### A Pluto.jl notebook ###
# v0.11.12

using Markdown
using InteractiveUtils

# ╔═╡ ae3cbd80-ed34-11ea-28d2-e9efc3815959
begin
	using DataStructures
	using Gadfly
	using WordTokenizers
	using StatsBase
	using Test
	
	Gadfly.push_theme(Theme(bar_spacing=1mm))
	Gadfly.set_default_plot_size(7inch, 4inch)
end

# ╔═╡ d4015470-d60c-11ea-3a2c-09e7cff8af7c
md"""
# Language Modeling

All of you have seen a language model at work. And by knowing a language, you have already developed you own language model.

You have probably seen a LM at work in predictuve text:
- a search engine predicts what you will type next
- your phone predicts the next work for you
- Gmail can auto-complete your entire sentence

Language models also help filter the output of systems for tasks like

- speech recognition

    You speak a phrase into your phone, which has to convert it into text. How does it know if you said "recognize speech" or "wreck a nice beach"? (say them really fast, they sound quite similar)

- machine translation

    You are translating the Chinese sentence "我在开车“ into English. Your translation system gives you several choices:

    - I at open car
    - me at open car
    - I at drive
    - me at drive
    - I am driving
    - me am driving

    A language model can tell you which translation sounds the most natural.
"""

# ╔═╡ 9a1fd080-ed34-11ea-2605-3da00683a939
md"""
We're going to be implementing a simple n-gram language model. First, let's load some packages and setup some stuff.
"""

# ╔═╡ d63dfb50-ed34-11ea-3ec7-39e83423e26f
md"""
We're going to be using *Pride and Prejudice* as our text. Download it from [this link](http://www.gutenberg.org/files/1342/1342-0.txt) and save it as `p&p.txt` in the same folder as this notebook. Then we can load it as follows:
"""

# ╔═╡ f337bca0-ed34-11ea-1aca-f5ee00b34c4b
function load_text(path)
	text = read(path, String)
	# remove some whitespace characters
	text = replace(text, "\ufeff" => "")
	text = replace(text, "\n" => " ")
	text = replace(text, "\r" => " ")
	return text
end

# ╔═╡ ff1749a0-ed34-11ea-21b9-cfdb9759c91b
text = load_text("sherlock.txt");  # TODO

# ╔═╡ 3eebdad0-ed37-11ea-1910-67d2006fb5ee
md"""
## Data Analysis

In this section, we're going to be looking at our data. It's always good to see what you're working with.
"""

# ╔═╡ 43857210-ed35-11ea-2bd4-35948fdea98c
md"""
Let's first take at look at the *tokens*. We will use the `WordTokenizers.tokenize()` function to split the text into tokens.
"""

# ╔═╡ 4b9691f0-ed35-11ea-3d57-a9eeb68e6ac5
tokens = tokenize(text)

# ╔═╡ a8a6ebf0-ed36-11ea-163a-e3701653ce97
md"**Question**: So what exactly are tokens?"

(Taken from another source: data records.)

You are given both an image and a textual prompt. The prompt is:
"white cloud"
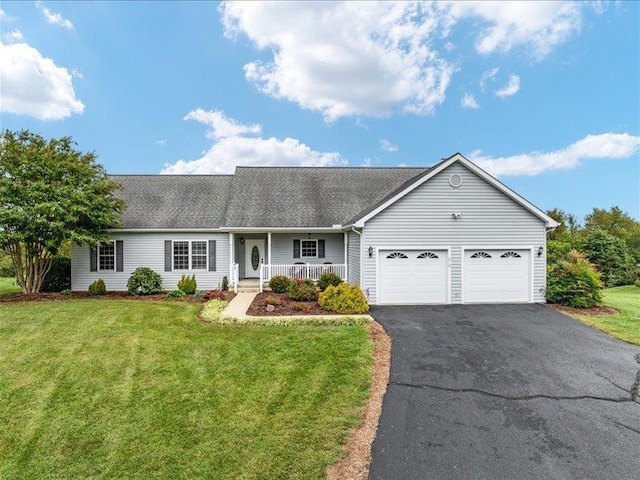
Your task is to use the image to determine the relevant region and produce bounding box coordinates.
[183,108,262,139]
[161,109,347,174]
[448,1,586,60]
[496,75,520,98]
[37,4,73,30]
[220,2,454,121]
[460,93,480,110]
[2,28,24,43]
[469,133,640,176]
[0,42,84,120]
[480,67,500,92]
[380,138,399,152]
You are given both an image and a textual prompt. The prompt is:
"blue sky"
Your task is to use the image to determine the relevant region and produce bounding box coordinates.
[0,1,640,219]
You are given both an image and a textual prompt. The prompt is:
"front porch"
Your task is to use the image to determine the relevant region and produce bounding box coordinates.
[229,229,348,292]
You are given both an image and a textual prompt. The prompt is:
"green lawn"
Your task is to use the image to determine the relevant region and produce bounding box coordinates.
[0,299,373,479]
[575,285,640,345]
[0,277,22,296]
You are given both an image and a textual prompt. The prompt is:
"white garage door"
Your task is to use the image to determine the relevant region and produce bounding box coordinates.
[462,249,531,303]
[378,250,448,304]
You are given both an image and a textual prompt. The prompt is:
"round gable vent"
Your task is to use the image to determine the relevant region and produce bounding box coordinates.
[449,173,462,188]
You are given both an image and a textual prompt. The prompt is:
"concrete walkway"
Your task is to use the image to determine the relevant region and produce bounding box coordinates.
[220,292,258,320]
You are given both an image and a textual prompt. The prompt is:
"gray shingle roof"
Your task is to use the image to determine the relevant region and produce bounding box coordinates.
[111,167,428,229]
[225,167,425,227]
[111,175,233,229]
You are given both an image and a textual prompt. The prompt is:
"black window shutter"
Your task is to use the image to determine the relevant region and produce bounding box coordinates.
[89,247,98,272]
[164,240,173,272]
[116,240,124,272]
[209,240,216,272]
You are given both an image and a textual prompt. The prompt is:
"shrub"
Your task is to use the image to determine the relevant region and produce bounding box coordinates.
[287,278,318,302]
[178,275,198,295]
[167,290,187,298]
[291,302,312,313]
[264,295,282,307]
[318,283,369,315]
[127,267,162,295]
[318,272,342,292]
[202,290,226,300]
[89,278,107,295]
[269,275,291,293]
[0,250,16,278]
[547,250,602,308]
[40,257,71,292]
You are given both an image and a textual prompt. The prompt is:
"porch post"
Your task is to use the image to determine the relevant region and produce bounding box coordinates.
[342,232,349,283]
[229,232,232,284]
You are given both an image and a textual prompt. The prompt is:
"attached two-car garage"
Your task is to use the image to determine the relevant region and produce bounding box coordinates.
[377,248,533,304]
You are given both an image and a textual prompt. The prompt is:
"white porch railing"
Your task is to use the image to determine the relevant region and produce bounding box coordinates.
[260,263,347,292]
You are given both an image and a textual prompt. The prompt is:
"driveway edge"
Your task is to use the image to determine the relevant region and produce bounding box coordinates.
[327,320,391,480]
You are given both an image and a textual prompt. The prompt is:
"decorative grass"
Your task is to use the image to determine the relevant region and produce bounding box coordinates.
[0,277,22,296]
[0,300,373,479]
[572,285,640,345]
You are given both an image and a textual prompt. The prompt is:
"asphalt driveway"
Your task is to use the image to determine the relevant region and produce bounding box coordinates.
[369,305,640,480]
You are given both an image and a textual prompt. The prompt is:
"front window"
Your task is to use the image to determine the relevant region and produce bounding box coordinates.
[98,242,116,270]
[173,240,207,270]
[300,240,318,258]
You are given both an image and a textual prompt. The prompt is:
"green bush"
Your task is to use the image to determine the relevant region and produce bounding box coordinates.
[318,272,342,292]
[269,275,291,293]
[178,275,198,295]
[127,267,162,295]
[287,278,318,302]
[167,290,187,298]
[318,283,369,315]
[89,278,107,295]
[579,228,635,288]
[547,250,602,308]
[40,257,71,292]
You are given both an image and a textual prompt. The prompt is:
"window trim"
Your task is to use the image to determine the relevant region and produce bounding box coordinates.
[300,238,326,258]
[96,240,117,272]
[171,239,209,272]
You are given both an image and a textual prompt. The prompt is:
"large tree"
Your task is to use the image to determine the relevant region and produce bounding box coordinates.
[0,130,124,293]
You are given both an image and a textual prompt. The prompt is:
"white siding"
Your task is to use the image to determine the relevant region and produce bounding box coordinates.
[271,232,344,265]
[361,163,546,304]
[71,233,229,291]
[347,231,361,285]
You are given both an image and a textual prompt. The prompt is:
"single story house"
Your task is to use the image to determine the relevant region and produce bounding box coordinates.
[72,154,557,304]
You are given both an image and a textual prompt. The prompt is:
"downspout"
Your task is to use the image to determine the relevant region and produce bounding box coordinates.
[351,226,364,290]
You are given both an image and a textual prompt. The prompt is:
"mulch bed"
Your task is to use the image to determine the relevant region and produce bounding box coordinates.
[247,292,336,317]
[547,303,620,315]
[0,292,236,303]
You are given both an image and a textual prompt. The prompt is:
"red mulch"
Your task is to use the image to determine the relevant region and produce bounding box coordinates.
[247,292,336,317]
[0,292,236,303]
[547,303,620,315]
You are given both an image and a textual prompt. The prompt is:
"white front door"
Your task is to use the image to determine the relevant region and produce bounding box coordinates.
[244,238,264,278]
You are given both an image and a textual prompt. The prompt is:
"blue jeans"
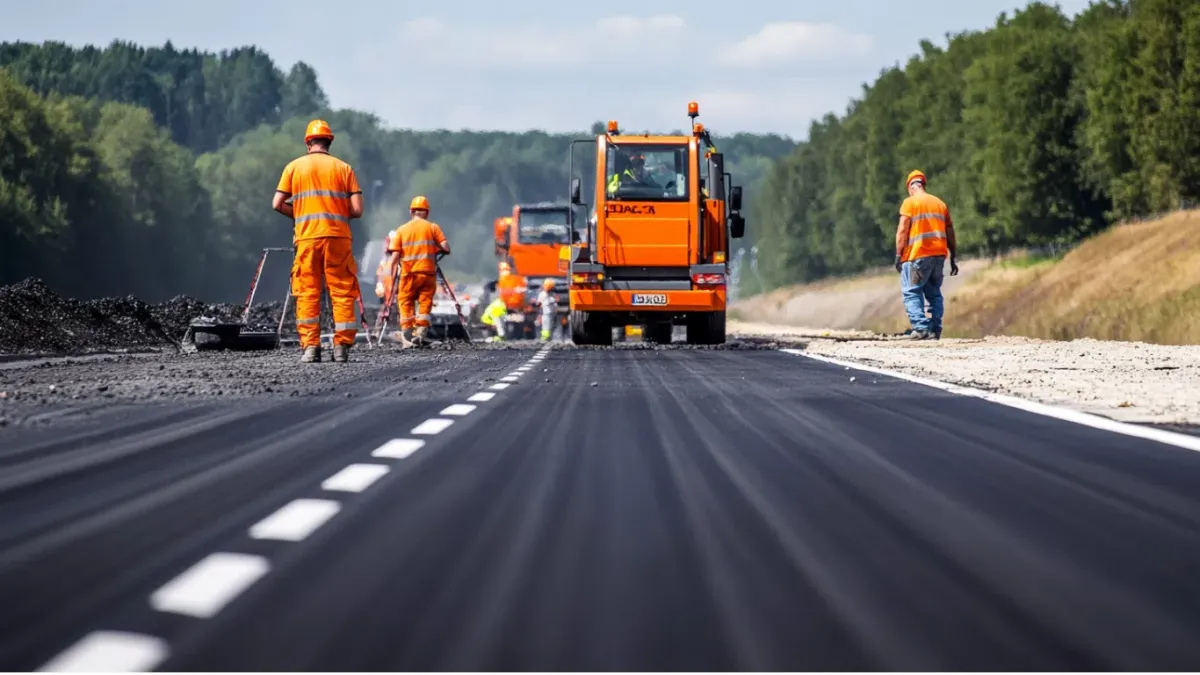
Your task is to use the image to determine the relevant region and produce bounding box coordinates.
[900,256,946,333]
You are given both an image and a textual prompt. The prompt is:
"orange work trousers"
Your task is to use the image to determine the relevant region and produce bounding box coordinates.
[396,271,438,330]
[292,237,359,347]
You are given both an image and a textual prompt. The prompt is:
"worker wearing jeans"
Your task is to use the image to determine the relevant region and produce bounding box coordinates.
[900,256,946,340]
[896,171,959,340]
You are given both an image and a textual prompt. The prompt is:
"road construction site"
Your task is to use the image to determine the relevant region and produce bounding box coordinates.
[7,275,1200,670]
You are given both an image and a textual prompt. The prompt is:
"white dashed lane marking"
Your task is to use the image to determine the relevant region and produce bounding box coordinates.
[371,438,425,459]
[150,552,271,619]
[438,404,475,417]
[413,417,454,436]
[250,500,342,542]
[320,464,391,492]
[40,347,550,673]
[38,631,170,673]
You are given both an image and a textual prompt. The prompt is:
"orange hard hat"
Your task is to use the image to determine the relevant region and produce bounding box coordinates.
[304,120,334,143]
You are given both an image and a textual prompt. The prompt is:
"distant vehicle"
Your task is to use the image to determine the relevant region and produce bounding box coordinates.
[493,202,580,339]
[568,102,745,345]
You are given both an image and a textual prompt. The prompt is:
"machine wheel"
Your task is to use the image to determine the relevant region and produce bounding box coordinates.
[642,321,674,345]
[569,310,612,346]
[688,312,725,345]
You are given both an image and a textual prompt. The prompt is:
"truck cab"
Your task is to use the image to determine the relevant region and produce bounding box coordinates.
[568,102,745,345]
[493,202,578,335]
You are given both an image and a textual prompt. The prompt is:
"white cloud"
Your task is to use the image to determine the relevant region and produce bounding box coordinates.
[718,22,872,68]
[379,14,688,73]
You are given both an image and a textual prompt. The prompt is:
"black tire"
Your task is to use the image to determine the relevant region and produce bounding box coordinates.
[642,321,674,345]
[569,310,612,346]
[688,312,725,345]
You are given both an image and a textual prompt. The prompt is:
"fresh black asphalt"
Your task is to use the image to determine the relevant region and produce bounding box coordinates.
[0,348,1200,671]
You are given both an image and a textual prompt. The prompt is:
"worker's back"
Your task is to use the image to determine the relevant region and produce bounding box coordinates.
[497,274,529,311]
[900,192,950,262]
[391,217,446,274]
[281,153,360,241]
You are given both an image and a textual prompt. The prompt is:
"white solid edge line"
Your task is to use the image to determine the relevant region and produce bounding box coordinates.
[412,417,454,436]
[250,500,342,542]
[371,438,425,459]
[438,404,475,417]
[320,464,391,492]
[150,552,271,619]
[37,631,170,673]
[780,350,1200,453]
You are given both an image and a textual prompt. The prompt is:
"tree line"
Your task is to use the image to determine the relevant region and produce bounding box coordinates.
[755,0,1200,286]
[0,42,796,300]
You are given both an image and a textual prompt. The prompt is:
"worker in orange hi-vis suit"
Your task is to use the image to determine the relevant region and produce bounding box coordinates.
[496,262,529,312]
[388,197,450,345]
[271,120,362,363]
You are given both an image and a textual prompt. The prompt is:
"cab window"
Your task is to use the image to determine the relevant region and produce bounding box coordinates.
[605,144,690,202]
[517,210,568,244]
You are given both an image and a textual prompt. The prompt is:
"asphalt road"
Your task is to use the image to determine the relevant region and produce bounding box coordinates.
[0,348,1200,671]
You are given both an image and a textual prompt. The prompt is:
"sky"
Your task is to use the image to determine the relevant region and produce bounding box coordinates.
[0,0,1088,139]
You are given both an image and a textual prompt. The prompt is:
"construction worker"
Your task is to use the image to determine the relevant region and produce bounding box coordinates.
[271,120,362,363]
[496,262,529,312]
[479,297,509,342]
[608,150,660,197]
[895,171,959,340]
[388,196,450,346]
[538,277,566,342]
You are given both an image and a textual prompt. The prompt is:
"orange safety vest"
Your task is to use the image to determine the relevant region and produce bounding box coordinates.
[496,274,529,311]
[276,153,362,243]
[388,217,446,274]
[900,193,950,262]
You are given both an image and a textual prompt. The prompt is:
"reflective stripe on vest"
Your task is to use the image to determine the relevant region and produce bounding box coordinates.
[904,211,949,262]
[396,219,442,274]
[292,153,350,239]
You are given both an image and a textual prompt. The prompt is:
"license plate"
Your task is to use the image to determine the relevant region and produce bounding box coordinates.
[634,293,667,307]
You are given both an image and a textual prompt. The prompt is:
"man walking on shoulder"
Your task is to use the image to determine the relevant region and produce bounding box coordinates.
[896,171,959,340]
[388,196,450,346]
[271,120,362,363]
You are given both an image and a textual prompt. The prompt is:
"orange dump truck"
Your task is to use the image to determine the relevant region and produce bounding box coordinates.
[494,202,571,336]
[568,102,745,345]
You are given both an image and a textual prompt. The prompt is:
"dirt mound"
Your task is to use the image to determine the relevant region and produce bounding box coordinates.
[0,279,289,354]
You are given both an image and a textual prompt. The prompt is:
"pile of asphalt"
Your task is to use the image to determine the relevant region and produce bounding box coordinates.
[0,279,289,354]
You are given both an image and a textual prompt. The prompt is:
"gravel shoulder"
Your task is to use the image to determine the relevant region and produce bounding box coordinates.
[730,322,1200,422]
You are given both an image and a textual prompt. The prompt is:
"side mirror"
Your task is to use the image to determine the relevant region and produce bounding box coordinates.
[730,213,746,239]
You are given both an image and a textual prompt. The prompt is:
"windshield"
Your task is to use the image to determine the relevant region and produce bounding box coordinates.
[605,145,689,202]
[517,210,568,244]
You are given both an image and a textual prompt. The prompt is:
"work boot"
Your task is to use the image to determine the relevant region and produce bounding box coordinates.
[334,345,350,363]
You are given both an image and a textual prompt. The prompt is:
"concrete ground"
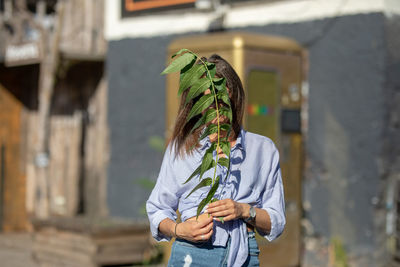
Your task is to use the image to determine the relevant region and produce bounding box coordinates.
[0,233,38,267]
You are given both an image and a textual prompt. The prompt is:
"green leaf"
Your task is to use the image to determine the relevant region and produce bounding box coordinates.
[224,155,231,181]
[196,176,219,219]
[217,91,231,107]
[178,64,205,95]
[200,143,217,179]
[219,123,231,131]
[213,78,228,93]
[190,109,217,132]
[219,141,231,157]
[185,78,211,104]
[186,94,214,121]
[161,53,196,75]
[200,124,218,140]
[218,158,229,168]
[206,62,216,79]
[219,107,232,122]
[183,166,201,184]
[185,177,212,198]
[171,48,190,58]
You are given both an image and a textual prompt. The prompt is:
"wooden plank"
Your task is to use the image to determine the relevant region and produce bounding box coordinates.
[0,82,28,231]
[84,79,109,216]
[48,112,82,216]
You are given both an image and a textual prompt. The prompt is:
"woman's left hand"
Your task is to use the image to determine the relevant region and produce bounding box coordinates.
[206,199,246,221]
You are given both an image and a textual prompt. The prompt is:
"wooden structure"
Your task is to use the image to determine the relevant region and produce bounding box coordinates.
[0,0,108,231]
[33,217,156,267]
[166,32,307,266]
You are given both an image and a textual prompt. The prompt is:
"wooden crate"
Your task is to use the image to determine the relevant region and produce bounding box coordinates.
[32,217,156,267]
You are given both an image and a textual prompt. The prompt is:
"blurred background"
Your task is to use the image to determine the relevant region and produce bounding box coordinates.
[0,0,400,267]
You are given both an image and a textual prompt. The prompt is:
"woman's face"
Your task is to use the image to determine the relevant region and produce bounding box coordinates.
[202,87,231,124]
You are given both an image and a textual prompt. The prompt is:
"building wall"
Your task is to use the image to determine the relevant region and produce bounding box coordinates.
[107,2,400,266]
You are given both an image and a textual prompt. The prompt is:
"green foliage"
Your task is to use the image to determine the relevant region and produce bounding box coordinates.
[161,49,232,217]
[331,237,349,267]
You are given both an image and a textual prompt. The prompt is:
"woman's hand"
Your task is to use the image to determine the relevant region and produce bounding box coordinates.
[176,214,213,242]
[206,199,249,221]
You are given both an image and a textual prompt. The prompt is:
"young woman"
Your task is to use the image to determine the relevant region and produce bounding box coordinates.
[146,55,286,267]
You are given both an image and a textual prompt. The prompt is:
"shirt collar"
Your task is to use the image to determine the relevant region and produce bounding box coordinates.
[232,127,246,150]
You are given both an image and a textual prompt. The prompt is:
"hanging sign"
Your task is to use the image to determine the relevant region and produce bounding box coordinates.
[121,0,196,17]
[5,42,41,67]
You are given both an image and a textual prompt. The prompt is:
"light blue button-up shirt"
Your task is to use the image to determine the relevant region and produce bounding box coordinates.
[146,130,286,266]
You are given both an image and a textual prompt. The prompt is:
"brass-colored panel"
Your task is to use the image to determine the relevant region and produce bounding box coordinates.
[246,69,280,142]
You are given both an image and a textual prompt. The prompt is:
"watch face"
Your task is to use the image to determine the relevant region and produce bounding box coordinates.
[250,207,256,219]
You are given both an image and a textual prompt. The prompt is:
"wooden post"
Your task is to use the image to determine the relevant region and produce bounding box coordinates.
[35,1,64,219]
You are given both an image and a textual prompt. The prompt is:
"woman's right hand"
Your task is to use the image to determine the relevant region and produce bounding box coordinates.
[176,214,213,242]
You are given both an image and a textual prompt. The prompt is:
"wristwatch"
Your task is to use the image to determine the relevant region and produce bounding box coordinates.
[244,206,256,222]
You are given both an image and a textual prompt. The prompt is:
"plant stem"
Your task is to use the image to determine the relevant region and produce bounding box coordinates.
[192,53,220,186]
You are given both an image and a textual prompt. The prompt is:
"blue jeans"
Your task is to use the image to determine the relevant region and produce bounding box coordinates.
[168,232,260,267]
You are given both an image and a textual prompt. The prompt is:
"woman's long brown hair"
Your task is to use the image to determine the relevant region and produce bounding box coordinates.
[172,54,245,156]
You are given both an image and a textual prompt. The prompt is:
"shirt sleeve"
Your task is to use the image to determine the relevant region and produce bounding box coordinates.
[146,144,179,241]
[257,146,286,241]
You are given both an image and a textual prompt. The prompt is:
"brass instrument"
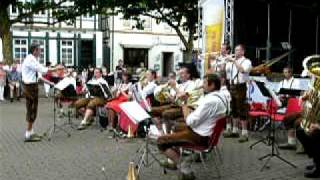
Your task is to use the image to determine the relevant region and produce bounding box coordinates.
[250,50,293,75]
[301,55,320,133]
[175,88,204,108]
[154,83,171,104]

# ╔═╡ 9fd92840-ed35-11ea-24fc-71a1319b75d4
md"""
**Question**: Why don't we just split on spaces?
"""

# ╔═╡ ae6d9c10-ed35-11ea-2488-6387dd9542da
split_on_spaces = split(text, r"\s+")

# ╔═╡ ed1271c0-ed35-11ea-192d-d9971d77b7c5
md"""
Let's examine our data a bit.
"""

# ╔═╡ 5818ab10-ed36-11ea-3cea-219e51e2b13a
md"**Question**: How many tokens do we have?"

# ╔═╡ 6af96400-ed35-11ea-3f79-fda8fde36254
length(tokens)

# ╔═╡ 85037f70-ed35-11ea-007e-ad65fa9d6bc6
vocabulary = unique(tokens)

# ╔═╡ 701586d0-ed35-11ea-3a54-392347e3c913
length(vocabulary)

# ╔═╡ 9cccd2a0-ed35-11ea-2260-276ae7c091cd
md"""
This is the *type-token distinction*. There are $(length(vocabulary)) types and $(length(tokens)) tokens.
"""

# ╔═╡ 6e814052-ed37-11ea-31e8-597447705835
md"""
**Question**: What are the most common tokens?

We can use `DataStructures.counter()` to count them:
"""

# ╔═╡ b130c8d0-ed37-11ea-1529-b9bfe465a95c
token_counts = counter(tokens)

# ╔═╡ 7938c80e-ed37-11ea-0054-137e29962edd
begin
	counts = sort(collect(token_counts), by=x -> -x[2])[1:20]
	plot(
		y=reverse([c[1] for c in counts]),
		x=reverse([c[2] for c in counts]),
		Geom.bar(orientation=:horizontal),
		Guide.xlabel("Count"),
		Guide.ylabel("Token"),
		Guide.xticks(ticks=[0:1000:10000;])
	)
end

# ╔═╡ 3cbd1e7e-ed38-11ea-0f0f-75de6ad7cfd9
md"""
This is not as important, but for curiosity's sake, let's examine sentences.
"""

# ╔═╡ 89968a30-ed37-11ea-0be5-47d2e8cf1277
sentences = split_sentences(text)

# ╔═╡ 6cc62d60-ed38-11ea-32cf-6f9a2b4fcdfb
length(sentences)

# ╔═╡ 8e17fe30-ed38-11ea-2570-a5793d2895ab
tokenized_sentences = tokenize.(sentences)

# ╔═╡ 98a6c83e-ed38-11ea-3ae7-d5cc19cf6b5b
md"""
**Question**: Woah, what does that `.` do?

This is called vectorization or broadcast. It basically means you apply the function to every element of the array. In Python, you might write it as a list comprehension

	tokenized_sentences = [tokenize(s) for s in sentences]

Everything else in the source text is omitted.